Re-estimate NONMEM model parameter values in Phoenix - Issue

Dear Community,

I have an issue in re-estimating parameter values in Phoenix of a 2-CMT model that was initially developed using NONMEM.

The NONMEM model:

  • 2-CMT (ADVAN3 TRANS4)

  • IIV on Vc, Q, Vp and an additional baseline parameter

  • No IOV

  • Combined error model

  • OMEGA block

  • FOCE (with “INTER”)

I brought everthing to Phoenix NLME using PML. I re-estimated the parameter values and I constantly obtain parameter values (robust!) which are somewhat different from the NONMEM results. The Phoenix model diagnostics in general look very good. The IPREDs of obtained with Phoenix and NONMEM are comparably good! The differences are big when comparing PRED vs. IVAR of Phoenix vs. NONMEM. I would really like to know where the differences in the estimations come from!

To give you an impression on the differences in parameter values:

NONMEM Phoenix

baseline parameter: 0.8 0.83

CL: 0.04 0.03

Vc: 4.6 27.2

Vp: 7.9 49

Q: 0.18 0.33

error add: 0.011 (variance?) 0.094 (standard deviation?)
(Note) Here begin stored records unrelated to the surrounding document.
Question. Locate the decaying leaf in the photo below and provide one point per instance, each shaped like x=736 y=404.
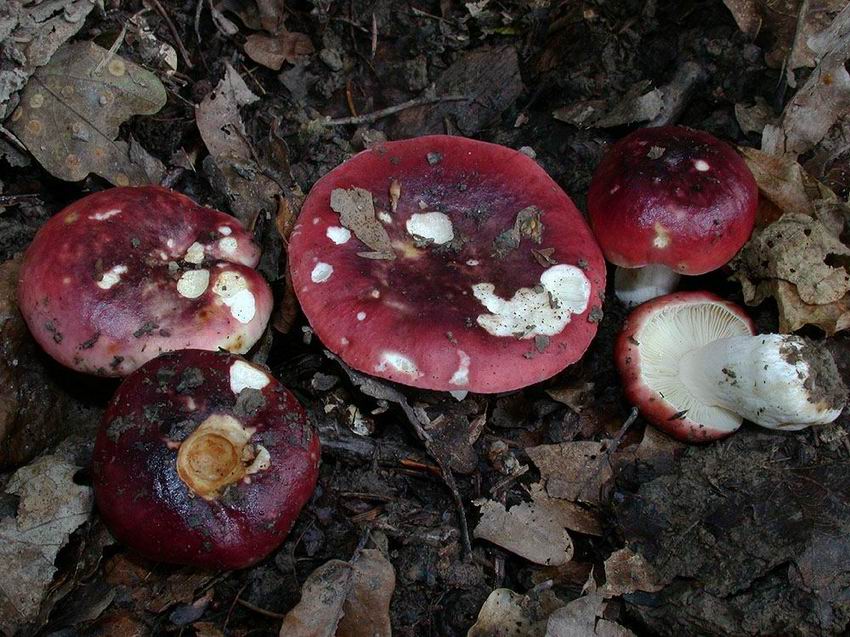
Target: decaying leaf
x=584 y=617
x=50 y=508
x=575 y=471
x=71 y=109
x=823 y=98
x=509 y=614
x=627 y=572
x=273 y=51
x=30 y=33
x=356 y=211
x=530 y=529
x=233 y=167
x=345 y=598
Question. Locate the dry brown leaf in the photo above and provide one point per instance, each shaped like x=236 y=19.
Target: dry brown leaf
x=72 y=108
x=349 y=599
x=50 y=507
x=575 y=471
x=357 y=213
x=527 y=529
x=273 y=51
x=627 y=572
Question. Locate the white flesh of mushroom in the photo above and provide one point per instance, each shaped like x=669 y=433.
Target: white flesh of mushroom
x=634 y=286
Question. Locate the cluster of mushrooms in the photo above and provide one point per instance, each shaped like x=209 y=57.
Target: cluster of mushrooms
x=437 y=262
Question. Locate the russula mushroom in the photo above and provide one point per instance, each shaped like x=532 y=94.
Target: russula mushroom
x=122 y=275
x=203 y=458
x=668 y=201
x=693 y=365
x=448 y=264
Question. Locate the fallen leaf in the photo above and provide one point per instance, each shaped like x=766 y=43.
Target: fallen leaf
x=30 y=33
x=72 y=108
x=357 y=213
x=823 y=98
x=344 y=598
x=527 y=529
x=509 y=614
x=50 y=507
x=575 y=471
x=627 y=572
x=584 y=617
x=273 y=51
x=232 y=164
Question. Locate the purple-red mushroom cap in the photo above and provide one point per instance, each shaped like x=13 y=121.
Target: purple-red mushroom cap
x=123 y=275
x=473 y=271
x=205 y=459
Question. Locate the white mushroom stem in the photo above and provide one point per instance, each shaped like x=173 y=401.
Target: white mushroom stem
x=634 y=286
x=778 y=381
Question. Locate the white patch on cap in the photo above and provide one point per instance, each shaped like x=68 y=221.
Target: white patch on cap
x=662 y=237
x=431 y=225
x=232 y=287
x=103 y=216
x=398 y=363
x=193 y=283
x=321 y=272
x=111 y=276
x=195 y=253
x=228 y=245
x=461 y=375
x=338 y=235
x=544 y=310
x=245 y=376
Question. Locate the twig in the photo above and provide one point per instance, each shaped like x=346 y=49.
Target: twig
x=180 y=46
x=368 y=118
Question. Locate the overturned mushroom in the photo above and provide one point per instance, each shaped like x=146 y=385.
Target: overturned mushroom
x=693 y=366
x=125 y=274
x=668 y=201
x=448 y=264
x=204 y=459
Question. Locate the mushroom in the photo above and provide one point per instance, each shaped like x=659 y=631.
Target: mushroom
x=692 y=364
x=448 y=264
x=122 y=275
x=668 y=201
x=203 y=458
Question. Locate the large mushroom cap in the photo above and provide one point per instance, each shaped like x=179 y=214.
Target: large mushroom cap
x=204 y=459
x=122 y=275
x=672 y=196
x=653 y=342
x=448 y=264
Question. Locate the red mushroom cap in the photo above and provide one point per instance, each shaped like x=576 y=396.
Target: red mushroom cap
x=203 y=458
x=122 y=275
x=479 y=274
x=654 y=338
x=672 y=196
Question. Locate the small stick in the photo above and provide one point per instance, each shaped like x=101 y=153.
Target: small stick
x=180 y=46
x=368 y=118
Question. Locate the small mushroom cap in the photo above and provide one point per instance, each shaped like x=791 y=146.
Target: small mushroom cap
x=122 y=275
x=672 y=196
x=654 y=339
x=203 y=458
x=492 y=279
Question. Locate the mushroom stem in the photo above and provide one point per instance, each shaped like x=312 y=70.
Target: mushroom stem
x=634 y=286
x=778 y=381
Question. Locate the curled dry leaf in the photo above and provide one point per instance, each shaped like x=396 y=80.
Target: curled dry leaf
x=575 y=471
x=345 y=598
x=50 y=507
x=531 y=530
x=356 y=211
x=273 y=51
x=71 y=109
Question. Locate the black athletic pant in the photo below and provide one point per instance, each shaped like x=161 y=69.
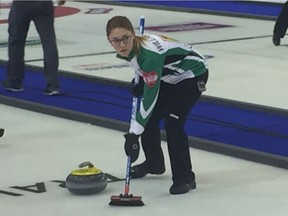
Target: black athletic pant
x=20 y=16
x=281 y=24
x=173 y=106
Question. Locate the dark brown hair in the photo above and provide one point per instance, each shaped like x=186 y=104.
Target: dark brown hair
x=123 y=22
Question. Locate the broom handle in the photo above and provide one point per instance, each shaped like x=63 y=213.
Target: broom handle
x=133 y=114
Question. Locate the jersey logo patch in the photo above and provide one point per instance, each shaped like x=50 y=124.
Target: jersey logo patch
x=150 y=78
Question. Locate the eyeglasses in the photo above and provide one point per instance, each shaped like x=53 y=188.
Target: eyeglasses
x=117 y=41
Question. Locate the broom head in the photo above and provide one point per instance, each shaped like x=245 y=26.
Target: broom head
x=126 y=200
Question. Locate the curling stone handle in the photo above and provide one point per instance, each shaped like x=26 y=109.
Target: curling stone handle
x=86 y=163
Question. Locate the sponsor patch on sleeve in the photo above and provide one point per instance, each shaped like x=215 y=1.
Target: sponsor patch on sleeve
x=150 y=78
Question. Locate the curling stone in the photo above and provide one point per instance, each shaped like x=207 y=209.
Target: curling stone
x=86 y=180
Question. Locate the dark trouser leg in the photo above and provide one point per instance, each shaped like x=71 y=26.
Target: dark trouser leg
x=44 y=22
x=151 y=144
x=281 y=24
x=19 y=22
x=184 y=98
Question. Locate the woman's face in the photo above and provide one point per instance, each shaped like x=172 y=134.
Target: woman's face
x=121 y=40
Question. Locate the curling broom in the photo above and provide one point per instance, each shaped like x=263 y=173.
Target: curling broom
x=127 y=199
x=1 y=132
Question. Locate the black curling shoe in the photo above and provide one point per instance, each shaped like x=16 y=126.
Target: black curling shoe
x=141 y=170
x=181 y=187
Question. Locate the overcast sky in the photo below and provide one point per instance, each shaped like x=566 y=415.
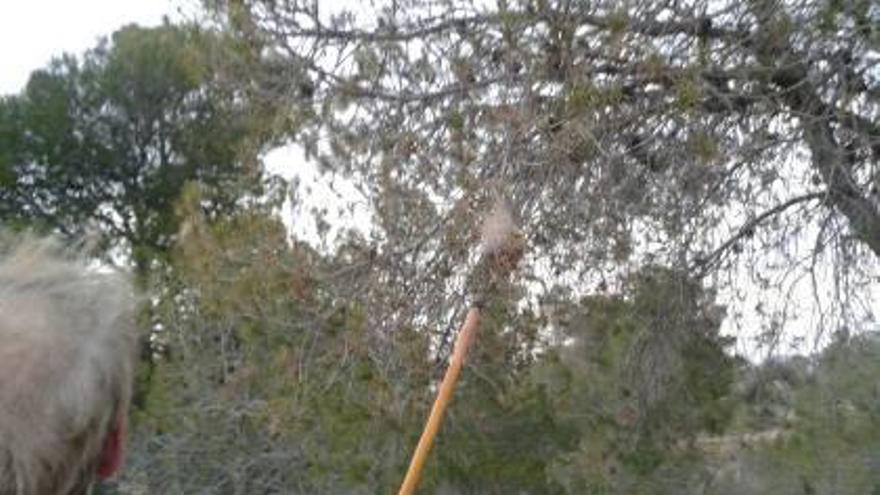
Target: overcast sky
x=34 y=31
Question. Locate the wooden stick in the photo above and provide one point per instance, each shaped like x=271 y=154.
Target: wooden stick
x=444 y=395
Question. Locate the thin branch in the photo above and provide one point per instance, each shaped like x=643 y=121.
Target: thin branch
x=703 y=263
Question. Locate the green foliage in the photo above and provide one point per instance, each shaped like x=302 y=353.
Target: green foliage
x=109 y=141
x=644 y=374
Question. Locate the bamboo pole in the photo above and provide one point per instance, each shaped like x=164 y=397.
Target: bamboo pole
x=444 y=395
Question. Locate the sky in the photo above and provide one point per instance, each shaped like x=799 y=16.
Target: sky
x=34 y=31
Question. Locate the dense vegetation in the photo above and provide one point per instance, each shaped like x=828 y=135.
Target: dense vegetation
x=682 y=173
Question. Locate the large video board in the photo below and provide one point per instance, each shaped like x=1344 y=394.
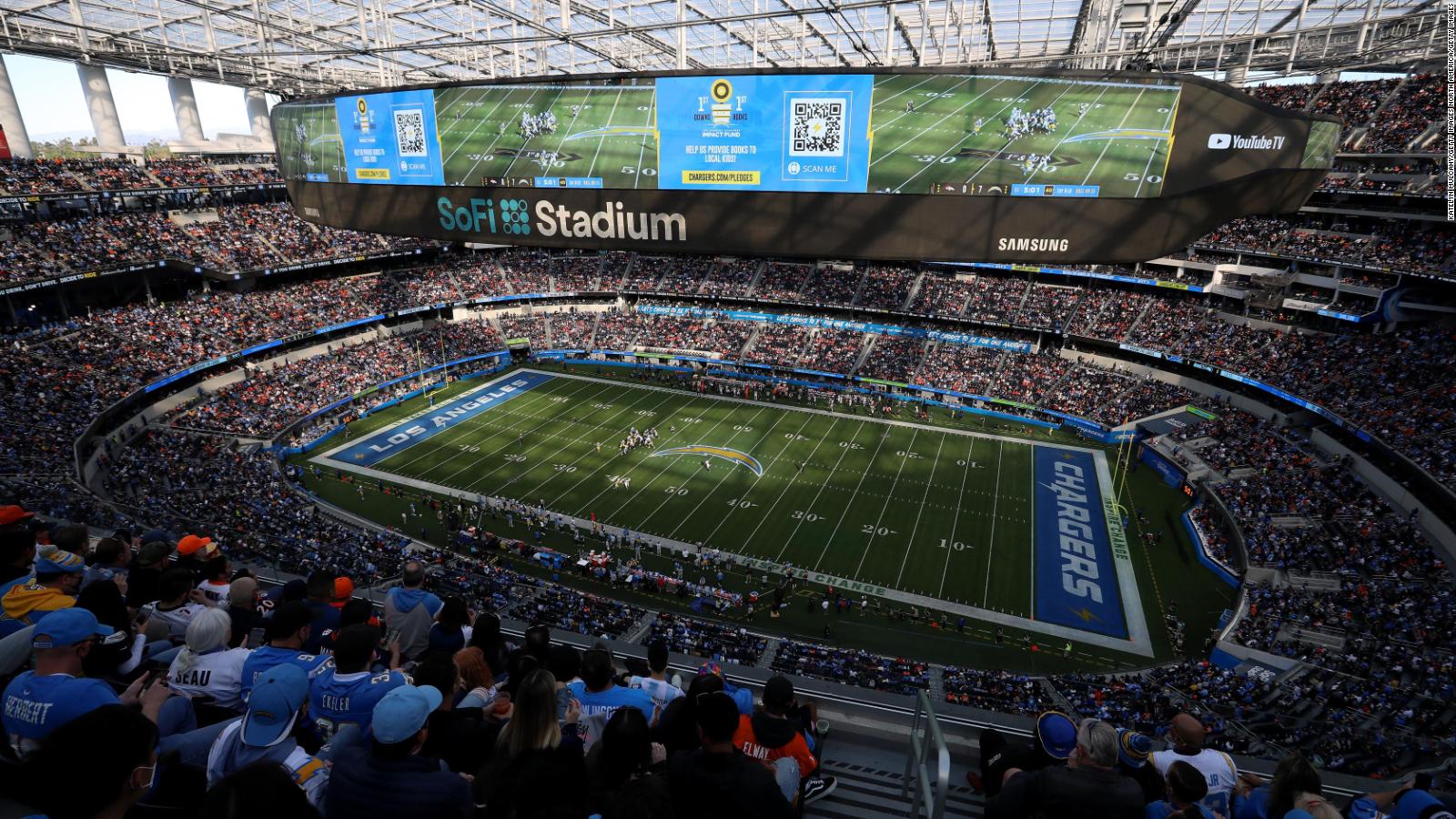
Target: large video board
x=791 y=146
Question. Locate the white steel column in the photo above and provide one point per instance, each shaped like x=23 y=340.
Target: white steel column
x=11 y=118
x=96 y=87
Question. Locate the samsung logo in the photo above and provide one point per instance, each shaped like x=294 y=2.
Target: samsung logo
x=1239 y=142
x=1075 y=537
x=1028 y=244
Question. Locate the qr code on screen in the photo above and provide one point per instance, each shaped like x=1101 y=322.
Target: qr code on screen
x=410 y=131
x=817 y=127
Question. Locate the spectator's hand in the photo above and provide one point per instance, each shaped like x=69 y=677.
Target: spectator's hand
x=133 y=693
x=157 y=694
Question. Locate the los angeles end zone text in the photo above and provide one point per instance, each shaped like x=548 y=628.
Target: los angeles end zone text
x=992 y=528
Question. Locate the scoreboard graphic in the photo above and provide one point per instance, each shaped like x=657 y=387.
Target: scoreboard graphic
x=963 y=135
x=960 y=165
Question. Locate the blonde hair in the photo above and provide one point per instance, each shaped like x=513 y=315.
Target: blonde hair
x=208 y=630
x=533 y=724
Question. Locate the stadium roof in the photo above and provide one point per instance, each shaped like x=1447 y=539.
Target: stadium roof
x=317 y=46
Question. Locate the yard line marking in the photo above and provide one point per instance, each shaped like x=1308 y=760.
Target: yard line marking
x=669 y=465
x=958 y=143
x=686 y=429
x=786 y=445
x=957 y=522
x=919 y=511
x=557 y=450
x=970 y=102
x=1026 y=439
x=482 y=121
x=851 y=504
x=472 y=426
x=526 y=143
x=652 y=106
x=985 y=165
x=611 y=114
x=1033 y=532
x=1152 y=155
x=550 y=479
x=1120 y=123
x=790 y=540
x=727 y=472
x=888 y=497
x=499 y=135
x=990 y=540
x=1072 y=130
x=791 y=481
x=903 y=114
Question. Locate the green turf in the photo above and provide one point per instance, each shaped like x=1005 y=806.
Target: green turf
x=936 y=142
x=322 y=149
x=1168 y=573
x=602 y=131
x=919 y=511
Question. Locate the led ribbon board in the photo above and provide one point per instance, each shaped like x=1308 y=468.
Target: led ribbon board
x=999 y=165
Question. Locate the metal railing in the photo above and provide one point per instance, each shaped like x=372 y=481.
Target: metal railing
x=926 y=789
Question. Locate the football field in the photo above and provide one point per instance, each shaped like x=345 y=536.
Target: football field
x=912 y=513
x=601 y=131
x=309 y=143
x=925 y=133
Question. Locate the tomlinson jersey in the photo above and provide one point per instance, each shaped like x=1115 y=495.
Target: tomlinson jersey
x=35 y=705
x=613 y=698
x=268 y=656
x=339 y=700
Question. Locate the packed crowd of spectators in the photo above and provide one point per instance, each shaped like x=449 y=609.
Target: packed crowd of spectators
x=834 y=350
x=994 y=691
x=834 y=285
x=239 y=238
x=887 y=288
x=852 y=666
x=269 y=399
x=778 y=344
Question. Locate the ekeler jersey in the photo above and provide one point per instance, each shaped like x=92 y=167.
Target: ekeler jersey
x=35 y=705
x=1215 y=765
x=229 y=753
x=662 y=691
x=337 y=700
x=269 y=656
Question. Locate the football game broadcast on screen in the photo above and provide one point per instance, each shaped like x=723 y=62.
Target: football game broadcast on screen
x=1055 y=165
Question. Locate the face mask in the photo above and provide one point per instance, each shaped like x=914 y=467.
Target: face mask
x=152 y=775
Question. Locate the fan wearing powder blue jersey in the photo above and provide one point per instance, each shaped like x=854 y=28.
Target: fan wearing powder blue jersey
x=286 y=634
x=347 y=694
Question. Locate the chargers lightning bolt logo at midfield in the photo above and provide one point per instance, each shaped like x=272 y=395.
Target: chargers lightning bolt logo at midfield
x=715 y=452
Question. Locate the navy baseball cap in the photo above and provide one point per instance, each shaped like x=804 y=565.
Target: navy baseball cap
x=400 y=713
x=1057 y=733
x=67 y=627
x=274 y=705
x=1133 y=748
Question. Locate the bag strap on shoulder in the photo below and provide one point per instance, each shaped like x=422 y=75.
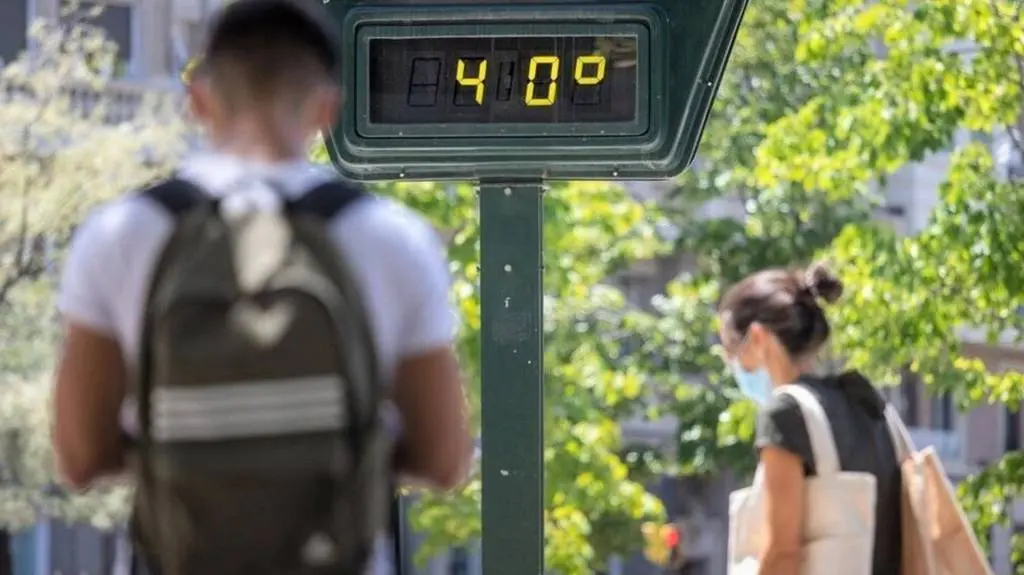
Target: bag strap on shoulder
x=176 y=195
x=902 y=443
x=818 y=429
x=328 y=200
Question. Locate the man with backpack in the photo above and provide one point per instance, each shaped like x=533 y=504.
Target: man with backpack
x=235 y=335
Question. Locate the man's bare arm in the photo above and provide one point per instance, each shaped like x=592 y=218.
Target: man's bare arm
x=87 y=397
x=435 y=444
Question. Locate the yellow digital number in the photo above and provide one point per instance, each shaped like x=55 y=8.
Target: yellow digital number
x=472 y=81
x=595 y=77
x=535 y=63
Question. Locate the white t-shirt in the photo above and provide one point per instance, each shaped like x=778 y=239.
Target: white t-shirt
x=395 y=256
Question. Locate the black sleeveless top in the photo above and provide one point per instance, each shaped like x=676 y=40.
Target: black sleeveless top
x=856 y=412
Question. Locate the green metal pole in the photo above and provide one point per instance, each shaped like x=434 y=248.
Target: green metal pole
x=512 y=372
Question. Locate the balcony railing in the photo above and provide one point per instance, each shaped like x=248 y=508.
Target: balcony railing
x=121 y=100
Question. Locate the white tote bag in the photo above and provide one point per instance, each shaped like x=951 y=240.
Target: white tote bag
x=839 y=509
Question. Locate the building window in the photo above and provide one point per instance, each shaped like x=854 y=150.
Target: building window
x=13 y=29
x=1013 y=430
x=943 y=412
x=115 y=19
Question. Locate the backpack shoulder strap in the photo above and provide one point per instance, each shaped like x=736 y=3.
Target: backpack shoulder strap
x=329 y=198
x=176 y=195
x=822 y=441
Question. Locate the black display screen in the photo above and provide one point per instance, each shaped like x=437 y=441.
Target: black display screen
x=503 y=80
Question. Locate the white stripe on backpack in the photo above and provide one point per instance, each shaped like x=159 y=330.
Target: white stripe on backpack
x=233 y=410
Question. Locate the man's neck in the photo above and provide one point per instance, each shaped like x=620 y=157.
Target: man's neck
x=259 y=144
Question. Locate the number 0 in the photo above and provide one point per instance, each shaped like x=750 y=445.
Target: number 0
x=535 y=63
x=594 y=78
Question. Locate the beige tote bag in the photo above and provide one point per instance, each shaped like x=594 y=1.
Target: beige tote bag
x=839 y=509
x=937 y=537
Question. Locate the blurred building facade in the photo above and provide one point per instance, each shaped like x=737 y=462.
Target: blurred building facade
x=156 y=39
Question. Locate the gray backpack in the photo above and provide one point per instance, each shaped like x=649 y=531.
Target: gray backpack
x=261 y=450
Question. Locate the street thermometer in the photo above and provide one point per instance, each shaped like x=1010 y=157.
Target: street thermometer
x=511 y=94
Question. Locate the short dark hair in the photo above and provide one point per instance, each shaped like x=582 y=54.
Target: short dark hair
x=786 y=302
x=258 y=48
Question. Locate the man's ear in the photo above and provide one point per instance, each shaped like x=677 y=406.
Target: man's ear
x=202 y=103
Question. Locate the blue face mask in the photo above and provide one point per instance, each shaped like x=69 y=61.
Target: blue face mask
x=755 y=385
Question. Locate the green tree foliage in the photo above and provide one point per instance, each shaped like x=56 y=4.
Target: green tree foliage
x=595 y=503
x=822 y=102
x=69 y=140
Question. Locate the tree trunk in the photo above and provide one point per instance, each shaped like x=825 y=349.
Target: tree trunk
x=6 y=559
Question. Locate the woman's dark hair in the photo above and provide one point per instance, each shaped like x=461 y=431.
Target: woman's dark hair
x=785 y=302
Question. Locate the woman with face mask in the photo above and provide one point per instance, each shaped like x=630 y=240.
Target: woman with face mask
x=772 y=326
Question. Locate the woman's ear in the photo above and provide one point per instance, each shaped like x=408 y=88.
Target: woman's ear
x=756 y=335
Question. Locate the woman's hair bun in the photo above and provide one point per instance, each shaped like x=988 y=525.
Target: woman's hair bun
x=822 y=283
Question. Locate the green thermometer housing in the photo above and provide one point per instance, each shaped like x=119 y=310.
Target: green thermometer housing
x=480 y=89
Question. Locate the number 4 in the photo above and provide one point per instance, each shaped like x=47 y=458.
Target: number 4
x=472 y=81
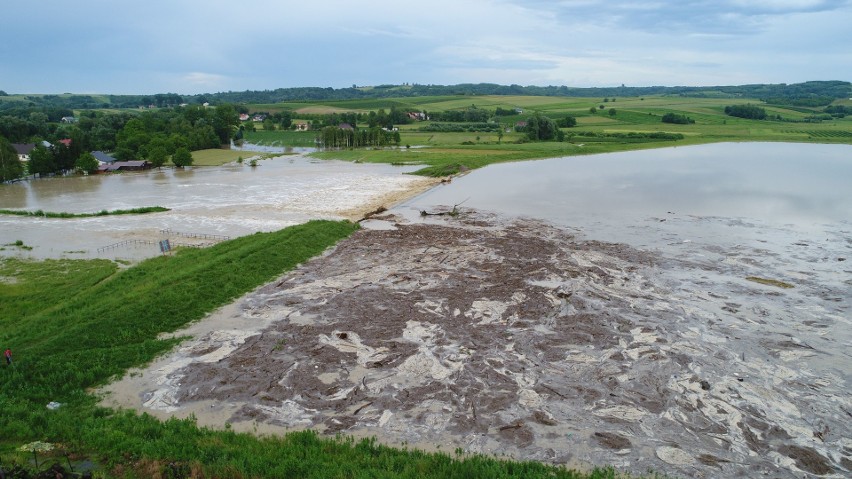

error prop: 0.0029 (variance?) 0.095 (standard deviation?)

The OMEGA then shows more differences. Although the values of the IIVs (diagonal) are somewhat similar, the covariances are very different!

NONMEM:

positive ; IIV_Baseline
negative positive ; IIV_Vc
positive negative positive ; IIV_Q
negative positive negative positive ; IIV_Vp

Phoenix:

positive ; IIV_Baseline
positive positive ; IIV_Vc
negative positive positive ; IIV_Q
negative negative positive positive ; IIV_Vp

May be the differences come from the missing “INTER” option in Phoenix?

What could be other reasons?

Thank you very much in advance - Every thought/idea is very much appreciated!

Best

Daniel

Dear Daniel,

sorry for the delay in response. I saw that you have sent your question to support. We will deal with that immediately. If there is anything more general in your case, we will post a response to the forum as well.

Bernd

Note that in Phoenix FOCE-ELS always use interaction you cannot deactivate it.

I will be good if support post back solutions in here ? will be good to know if any code to prevent flip flop of parametrs was done in nonmem so we can compare

regards,

Samer

Hi ,

Almost same question for a basic Advan 2 model 267 ID, 1874 DV (Cl, Ka, V) with IIV on all and omega-block between V and Cl.

  • First some difficulty to get minimization (LL out),

  • Second impossible to get covariance step (option Sandwich or Hessian)

  • Third: Parameters much different. Had to constrain by Lower/upper to get comparable

I have some difficulty to understand which parameters to play on in Run options tab? It would be educational for both Phoenix and NONMEM. Does anyone produce some interesting doc recently ?

Maybe first of all: what may have hindered covariance step?

Tk.

Gilles

Hi Gilles, are you able to post a Phoenix project that illustrates your problem ?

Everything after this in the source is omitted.